In total, 279 of Metro’s buses have been outfitted with the feature, including all 174 electric trolleys, 20 RapidRide buses and 85 three-door articulated hybrids. King County DOT’s Public Affairs Coordinator Jeff Switzer explains that the goal was to improve the customer’s ability to exit by the back door and activate the back door themselves.
On February 16, after ongoing discussions with operators, Metro issued an operations bulletin instructing all operators to “maintain operator control of the rear doors” and “not to use the passenger control option”. Metro’s vehicle maintenance staff have placed black decals completely covering up the passenger-facing instructions for touch to exit. This change doesn’t actually disable the system, and as a regular trolley rider I can attest that riders still have to touch to exit on some trips despite the signage being gone.

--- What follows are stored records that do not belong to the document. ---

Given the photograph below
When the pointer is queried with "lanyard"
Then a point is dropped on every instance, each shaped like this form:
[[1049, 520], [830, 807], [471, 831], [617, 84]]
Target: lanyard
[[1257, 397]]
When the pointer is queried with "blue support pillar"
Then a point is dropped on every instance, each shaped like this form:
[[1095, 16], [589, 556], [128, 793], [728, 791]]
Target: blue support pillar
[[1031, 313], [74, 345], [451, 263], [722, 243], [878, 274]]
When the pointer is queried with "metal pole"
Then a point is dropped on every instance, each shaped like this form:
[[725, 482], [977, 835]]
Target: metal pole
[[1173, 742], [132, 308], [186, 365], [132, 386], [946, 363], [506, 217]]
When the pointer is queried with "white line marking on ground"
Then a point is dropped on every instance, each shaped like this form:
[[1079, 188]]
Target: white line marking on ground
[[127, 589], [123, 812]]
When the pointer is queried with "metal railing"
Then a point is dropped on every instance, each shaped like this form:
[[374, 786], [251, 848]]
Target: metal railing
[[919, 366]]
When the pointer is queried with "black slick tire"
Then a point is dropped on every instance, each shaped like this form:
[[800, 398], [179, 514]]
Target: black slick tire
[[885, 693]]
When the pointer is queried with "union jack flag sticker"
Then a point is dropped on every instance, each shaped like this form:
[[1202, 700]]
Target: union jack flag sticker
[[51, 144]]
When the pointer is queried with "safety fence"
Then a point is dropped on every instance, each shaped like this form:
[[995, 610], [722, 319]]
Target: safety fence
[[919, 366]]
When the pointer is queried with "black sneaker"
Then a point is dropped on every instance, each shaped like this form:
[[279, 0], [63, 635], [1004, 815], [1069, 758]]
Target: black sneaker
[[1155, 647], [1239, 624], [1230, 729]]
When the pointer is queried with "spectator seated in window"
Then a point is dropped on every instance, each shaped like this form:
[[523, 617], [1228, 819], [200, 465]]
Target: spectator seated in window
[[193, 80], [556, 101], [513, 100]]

During the two and a half years the system was in place, many riders figured out how to use the system. Others didn’t and still bellowed “back door!” while a few didn’t notice any difference as they only had to follow the crowd out the door. The number of shouted requests for the back door—either out of unfamiliarity or habit—was great enough that some operators operated the rear doors in the same manner that they do on other buses not equipped with the feature.
In a perfect world where every rider was properly educated to touch to exit, the system has numerous benefits. The doors quickly shut after they’ve been opened which reduces the total time that the rear doors are open. All buses have an interlock which prevents the bus from moving forward if the rear doors are open. This helps reduce fare evasion since the doors won’t be standing open. This is also beneficial during hot or cold months (all buses with this feature have air conditioning). And lastly, it can help reduce dwell times albeit a small amount, as the door closing process is not nearly as swift as you’d see aboard the Enterprise.
Metro has received at least 15 complaints since July 2017 about the feature. Whatever these complaints were, it may be in Metro’s best interest to simply open all doors all the time. Riders that are already hesitant about using the rear door to exit don’t need an extra hurdle to do so. All-door boarding has worked out well enough in the two years since Metro ended their silly front-door-only-after-7PM boarding on RapidRide, though fare evasion is not an issue with a proof-of-payment system.
Future fleet purchases will not include the touch to exit feature. Deleting this option from the order will save $155 per unit.